Outlook: What to Watch in Coming Quarters





POSITIVE CATALYSTS



  • Sustained profitability over next 2-3 quarters to demonstrate operational consistency rather than one-off improvement

  • Revenue growth above ₹5 crores per quarter with stable 15%+ operating margins

  • Entry of institutional investors (mutual funds or insurance companies) providing credibility and liquidity

  • Expansion beyond Isabgol formulations into adjacent therapeutic areas to diversify revenue base

  • Improvement in quality grade from "Below Average" to "Average" or higher based on sustained performance




RED FLAGS



  • Return to quarterly losses or margin compression below 10%, indicating Q2 FY26 was an aberration

  • Sequential revenue decline for two consecutive quarters, suggesting demand weakness

  • Any promoter share pledging or reduction in promoter holding below 35%

  • Deterioration in working capital with rising trade payables or inventory levels

  • Continued absence of institutional participation despite improved operational metrics





For the stock to sustain its recent gains and justify its "Very Expensive" valuation, Unjha Formulations must demonstrate consistent profitability across multiple quarters, expand its revenue base beyond current levels, and attract institutional investor interest. The company's ability to maintain operating margins above 15% while growing sales will be critical to building investor confidence. Any return to the volatility that characterised FY25 would likely trigger significant downside risk given the elevated valuation multiples.

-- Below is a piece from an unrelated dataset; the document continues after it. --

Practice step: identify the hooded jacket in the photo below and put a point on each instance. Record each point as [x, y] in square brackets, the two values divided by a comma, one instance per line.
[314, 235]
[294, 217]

The Verdict: Speculative Hold with Limited Upside Visibility


HOLD

Score: 53/100


For Fresh Investors: Avoid initiating positions at current levels. The combination of "Very Expensive" valuation, "Below Average" quality grade, and high volatility (59.71%) makes this unsuitable for most investors. The micro-cap nature and zero institutional ownership create significant liquidity risks. Only aggressive, high-risk-tolerant investors with deep understanding of micro-cap pharmaceuticals should consider entry, and only on significant price corrections of 20-25% from current levels.


For Existing Holders: Hold positions but monitor quarterly results closely. Set a stop-loss at ₹22-23 (book value vicinity) to protect against downside if profitability proves unsustainable. Consider partial profit booking on any rally above ₹30, as the "Very Expensive" valuation grade suggests limited upside. Re-evaluate the investment thesis if the company reports losses in Q3 FY26 or if institutional participation remains absent despite improved metrics.


Fair Value Estimate: ₹22-24 (15-20% downside from current price of ₹26.10), based on sustainable earnings of ₹0.50-0.60 crores per quarter and a more reasonable P/E multiple of 8-10x for a micro-cap with inconsistent profitability. The current P/BV of 3.60x appears unjustified absent sustained operational improvements and institutional validation.





Note: ROCE = (EBIT - Other income)/(Capital Employed - Cash - Current Investments)





⚠️ Investment Disclaimer


This article is for educational and informational purposes only and should not be construed as financial advice. Investors should conduct their own due diligence, consider their risk tolerance and investment objectives, and consult with a qualified financial advisor before making any investment decisions. Micro-cap stocks like Unjha Formulations carry significantly higher risks including liquidity constraints, volatility, and limited financial transparency compared to large-cap companies.